I was faced with an analogous situation when one guy had us going through RttToEE, and the 2 people playing PCs with any divine caster levels beyond 1st left town. I retired
my PC- himself a suboptimal
arcane caster/warrior*- to take up the mantle of the party’s primary healer. So I made Brother Sycamore- a Sorcerer/Cleric of Nature/Geomancer/Mystic Theurge. He took all the Geomancer Drift changes associated with becoming more plant-like. Think...Swamp Thing in the 1980s.**
Hardly optimal at face value, but he was surprisingly effective at his job because he took Extra Turning coupled with the original Complete Divine version of Sacred Healing***:
Use Turn Undead attempt to give Fast Healing 3 for 5rds (1+Cha bonus) in a 60' burst
It doesn’t sound like much, but that’s an area of
144 squares; FH3 for 5 rounds is 45 HP healed for each target, plus instant stabilization & countering continued wounds. Have the party gather in, and if you want, add in all the pets and a crowd of allied NPCs and that’s an aggregate of up to 6,480HP of healing...assuming 1 target per square.

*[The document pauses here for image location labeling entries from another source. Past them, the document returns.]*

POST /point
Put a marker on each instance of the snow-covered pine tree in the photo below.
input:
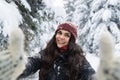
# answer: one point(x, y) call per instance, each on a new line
point(100, 13)
point(109, 63)
point(12, 60)
point(69, 8)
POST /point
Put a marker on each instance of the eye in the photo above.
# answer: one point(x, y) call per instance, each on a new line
point(59, 32)
point(67, 35)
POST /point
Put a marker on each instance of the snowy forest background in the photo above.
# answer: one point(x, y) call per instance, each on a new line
point(39, 18)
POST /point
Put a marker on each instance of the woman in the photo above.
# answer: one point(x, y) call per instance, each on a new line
point(62, 59)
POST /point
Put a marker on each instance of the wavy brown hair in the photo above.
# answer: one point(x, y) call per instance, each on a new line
point(75, 59)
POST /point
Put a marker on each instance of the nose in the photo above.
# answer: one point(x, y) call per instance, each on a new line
point(62, 36)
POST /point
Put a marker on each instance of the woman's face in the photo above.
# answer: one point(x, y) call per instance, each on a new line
point(62, 38)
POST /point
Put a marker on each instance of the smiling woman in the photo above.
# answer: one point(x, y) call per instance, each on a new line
point(62, 59)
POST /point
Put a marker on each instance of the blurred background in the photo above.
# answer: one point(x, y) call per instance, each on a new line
point(38, 20)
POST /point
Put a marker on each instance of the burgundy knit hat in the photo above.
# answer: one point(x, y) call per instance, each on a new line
point(69, 27)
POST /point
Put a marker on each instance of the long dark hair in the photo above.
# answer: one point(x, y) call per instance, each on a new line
point(75, 60)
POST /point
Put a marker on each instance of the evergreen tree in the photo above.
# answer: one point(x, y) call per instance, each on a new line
point(101, 14)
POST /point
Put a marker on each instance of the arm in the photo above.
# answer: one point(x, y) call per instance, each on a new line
point(33, 64)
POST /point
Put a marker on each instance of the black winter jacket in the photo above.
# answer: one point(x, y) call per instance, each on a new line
point(58, 70)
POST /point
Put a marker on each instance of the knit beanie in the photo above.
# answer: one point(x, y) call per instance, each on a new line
point(69, 27)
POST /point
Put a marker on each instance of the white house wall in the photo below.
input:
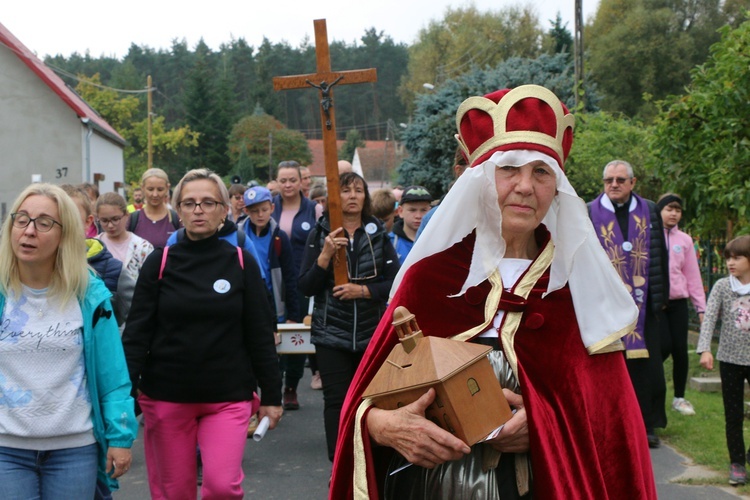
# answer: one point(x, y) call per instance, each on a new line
point(40, 135)
point(106, 158)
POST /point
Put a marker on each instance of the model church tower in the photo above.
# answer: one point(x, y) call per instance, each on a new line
point(469, 401)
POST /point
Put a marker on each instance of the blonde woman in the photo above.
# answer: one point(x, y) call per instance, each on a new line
point(77, 389)
point(128, 248)
point(155, 222)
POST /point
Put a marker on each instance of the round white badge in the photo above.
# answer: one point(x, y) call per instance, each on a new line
point(221, 286)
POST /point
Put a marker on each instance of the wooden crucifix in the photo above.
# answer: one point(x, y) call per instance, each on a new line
point(324, 80)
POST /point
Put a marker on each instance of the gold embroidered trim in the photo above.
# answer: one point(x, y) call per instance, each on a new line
point(615, 346)
point(490, 308)
point(636, 354)
point(512, 320)
point(360, 489)
point(611, 342)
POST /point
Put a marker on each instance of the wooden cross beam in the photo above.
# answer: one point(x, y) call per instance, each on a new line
point(324, 80)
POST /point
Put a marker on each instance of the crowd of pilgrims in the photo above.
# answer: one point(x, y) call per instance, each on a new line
point(198, 374)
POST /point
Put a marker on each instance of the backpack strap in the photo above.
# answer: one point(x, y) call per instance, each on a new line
point(166, 251)
point(163, 262)
point(174, 219)
point(133, 221)
point(242, 258)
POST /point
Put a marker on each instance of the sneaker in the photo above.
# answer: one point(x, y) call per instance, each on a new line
point(290, 399)
point(683, 406)
point(316, 383)
point(737, 474)
point(254, 422)
point(653, 441)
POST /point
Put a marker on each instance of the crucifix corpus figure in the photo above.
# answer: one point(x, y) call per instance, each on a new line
point(326, 101)
point(328, 119)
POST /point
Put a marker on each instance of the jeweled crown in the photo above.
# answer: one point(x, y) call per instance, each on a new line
point(526, 117)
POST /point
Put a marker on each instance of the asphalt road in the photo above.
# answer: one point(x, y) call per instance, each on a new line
point(290, 462)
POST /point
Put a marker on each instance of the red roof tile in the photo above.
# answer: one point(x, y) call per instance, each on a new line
point(57, 85)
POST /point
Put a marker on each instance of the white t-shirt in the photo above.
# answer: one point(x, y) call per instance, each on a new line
point(45, 399)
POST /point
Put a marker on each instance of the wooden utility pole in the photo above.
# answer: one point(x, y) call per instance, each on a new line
point(324, 80)
point(150, 149)
point(578, 56)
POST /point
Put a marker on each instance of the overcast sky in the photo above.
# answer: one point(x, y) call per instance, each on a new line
point(50, 27)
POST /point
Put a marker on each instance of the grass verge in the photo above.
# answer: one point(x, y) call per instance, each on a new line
point(701, 436)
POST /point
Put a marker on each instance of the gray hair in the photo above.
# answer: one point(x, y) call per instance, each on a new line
point(614, 163)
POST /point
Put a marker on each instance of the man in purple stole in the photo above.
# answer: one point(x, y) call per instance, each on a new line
point(630, 230)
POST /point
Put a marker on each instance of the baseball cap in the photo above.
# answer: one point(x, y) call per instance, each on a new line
point(256, 194)
point(415, 193)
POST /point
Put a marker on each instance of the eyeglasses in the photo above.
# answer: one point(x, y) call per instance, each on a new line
point(206, 206)
point(43, 224)
point(111, 220)
point(619, 180)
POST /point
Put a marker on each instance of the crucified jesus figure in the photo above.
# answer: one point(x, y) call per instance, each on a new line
point(326, 100)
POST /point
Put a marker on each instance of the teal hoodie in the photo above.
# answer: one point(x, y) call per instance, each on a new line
point(107, 375)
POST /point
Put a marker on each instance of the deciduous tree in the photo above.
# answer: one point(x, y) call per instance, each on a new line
point(701, 140)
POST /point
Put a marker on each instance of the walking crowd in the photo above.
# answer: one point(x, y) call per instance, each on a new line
point(167, 309)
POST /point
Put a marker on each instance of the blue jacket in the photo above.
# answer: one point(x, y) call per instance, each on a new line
point(107, 375)
point(284, 274)
point(109, 269)
point(304, 221)
point(400, 241)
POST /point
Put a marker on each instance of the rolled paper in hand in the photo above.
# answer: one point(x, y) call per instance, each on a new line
point(261, 430)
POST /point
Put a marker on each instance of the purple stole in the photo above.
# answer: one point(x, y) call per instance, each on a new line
point(630, 257)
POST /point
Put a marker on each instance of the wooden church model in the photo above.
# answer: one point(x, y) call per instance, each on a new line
point(469, 401)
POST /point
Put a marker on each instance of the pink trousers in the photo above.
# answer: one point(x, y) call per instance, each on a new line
point(171, 433)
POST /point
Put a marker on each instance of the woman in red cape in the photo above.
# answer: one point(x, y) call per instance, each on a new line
point(509, 260)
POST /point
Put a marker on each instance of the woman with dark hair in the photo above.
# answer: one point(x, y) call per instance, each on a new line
point(296, 216)
point(345, 316)
point(196, 367)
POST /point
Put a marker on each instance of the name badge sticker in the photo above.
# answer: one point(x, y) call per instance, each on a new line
point(221, 286)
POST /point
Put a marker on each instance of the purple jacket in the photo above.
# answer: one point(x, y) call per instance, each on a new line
point(684, 275)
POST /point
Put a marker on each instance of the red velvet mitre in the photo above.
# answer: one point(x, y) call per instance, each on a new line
point(526, 117)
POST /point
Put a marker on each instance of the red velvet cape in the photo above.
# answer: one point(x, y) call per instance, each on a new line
point(586, 432)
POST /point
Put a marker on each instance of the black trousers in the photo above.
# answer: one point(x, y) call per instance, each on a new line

All without burning a single cure spell.
Of course, because of the multiclassing, he couldn’t Turn
anything worth a darn, so it was a good thing he could do that.
* as I recall, some kind of Rgr/Fighter/Diviner/Spellsword who did TWF with a whip & shortsword for most of the campaign, until the shorsword got replaced with some kind of quasi-artifact that could generate a larger (but still light weight) mystical blade.
** yes, I
was planning on taking Brew Potion (mainly for healing potions), manifesting as “torso tubers”
*** for the record, I checked with WotC- the subsequently published version of Sacred Healing feat in PHB II was
not a rewrite meant to replace the original, but merely an unfortunate failure to catch the duplication of the feat name.